Future meeting schedules, the minutes, and recorded videos of the meetings can be found at https://www.leegov.com/charterreview/meetings
Fort Myers City Council – Lead REC member Dorian Scudder
City Council Regular Meeting Charter Advisory Review Board June
- Vice Chair Sawyer Smith brought up allowing Supervisor of Election office to assume all responsibilities for municipal elections
- SOE Office offered to undertake elections for the city, but City Manager felt cost was too high.
- Discussion on the scope of a qualifying officer (Clerk of Courts). This is relevant because December 2021 the city council voted to qualify a candidate for city council despite disagreement on the candidate’s residency eligibility
- Darla Bonk brought up options of minority-majority wards, and/or at large council seats
- General discussion of adding or removing wards
Lee County Mosquito Control District – Lead REC member Bill Megan
No report for June
Gateway Community Development District – Lead REC member Matt Chitwood
The Gateway CDD has a 5 member board of supervisors covering most of Precincts 202, 208, and 209. The board members are elected in “non partisan” races and serve 4 year terms. Currently there are 3 Republicans and 2 Democrats on the board. The board chair, Flavia Walsh, is a registered Democrat and both her and the other registered Democrat are up for reelection in 2024. The CDD has taxing authority and over the last several years has significantly raised taxes and approved special bonds while at the same time reducing services to the area that falls within this district.
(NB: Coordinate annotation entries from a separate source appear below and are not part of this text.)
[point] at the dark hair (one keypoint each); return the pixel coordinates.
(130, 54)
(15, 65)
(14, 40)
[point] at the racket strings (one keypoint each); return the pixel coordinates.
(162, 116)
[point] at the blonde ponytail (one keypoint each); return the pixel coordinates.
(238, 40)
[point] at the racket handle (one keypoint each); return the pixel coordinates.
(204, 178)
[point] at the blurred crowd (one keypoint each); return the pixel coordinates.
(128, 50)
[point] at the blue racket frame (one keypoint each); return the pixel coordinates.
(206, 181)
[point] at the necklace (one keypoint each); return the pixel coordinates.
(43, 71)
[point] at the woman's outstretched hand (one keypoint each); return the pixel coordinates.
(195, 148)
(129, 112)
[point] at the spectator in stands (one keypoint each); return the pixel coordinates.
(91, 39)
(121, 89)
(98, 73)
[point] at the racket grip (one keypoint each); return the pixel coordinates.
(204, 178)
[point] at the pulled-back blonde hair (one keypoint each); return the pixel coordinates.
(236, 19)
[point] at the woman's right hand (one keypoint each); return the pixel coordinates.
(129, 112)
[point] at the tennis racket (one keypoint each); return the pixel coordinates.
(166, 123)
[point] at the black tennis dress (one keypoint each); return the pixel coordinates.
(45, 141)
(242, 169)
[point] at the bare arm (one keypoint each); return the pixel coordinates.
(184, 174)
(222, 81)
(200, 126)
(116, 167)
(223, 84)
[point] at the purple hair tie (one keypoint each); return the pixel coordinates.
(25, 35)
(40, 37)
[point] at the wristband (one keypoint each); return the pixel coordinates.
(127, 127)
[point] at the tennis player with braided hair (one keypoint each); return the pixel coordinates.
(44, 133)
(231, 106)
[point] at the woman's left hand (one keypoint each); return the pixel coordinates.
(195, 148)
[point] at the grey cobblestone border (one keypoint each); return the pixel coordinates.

The GI group goals for July are to focus on a standard reporting format for the different government bodies. In addition the GI group would like to recruit additional members to add to the list of bodies covered by the REC.
Committeeman Dick DeLorenzo has stepped up to the plate to focus on the Lee County School District. He is looking for help from other members of the REC that attend School Board Meetings and monitor their activity.
Lee County School Board Meeting June 27, 2023
Superintendant Christopher Berner gave a rundown on schools damaged by Hurrican Ian and progress in their repair. He also asked for several new administrative positions like Chief of Operations officer (salary $235,000) COO for facilities and construction (2 positions at $175,000) Chief and Human Resources, Chief of Staff and Communications officer.
Personal observation: Seems like these beauracrats like school board, government officials love to create more and more administrative positions. Under the new school choice act, let’s see if the public schools can raise test scores and compete with the private and parochial schools and with home schooling before spending thousands more on administrators.
Other items discussed:
Books for children was a hot topic in the public hearing as was teacher’s salaries which some felt should go to $60,000. Violence is District 5 was discussed as was Veterans Day as a holiday.
Tara Jenner brought up that teacher applicants have to be fingerprinted BEFORE making job application which she felt was unfair.
The Board discussed many Contractual matters and went with a food delivery service which they said was faster and more reliable even though not the lowest bid.
Item J-4 Administrative salary raises was voted down 6 to 1.
Charter schools and adult education was also discussed.
The SPE goal for July is to join with and recruit more members to monitor one of the largest government bodies in Lee County, and be able to take proactive action when items of relevance are uncovered.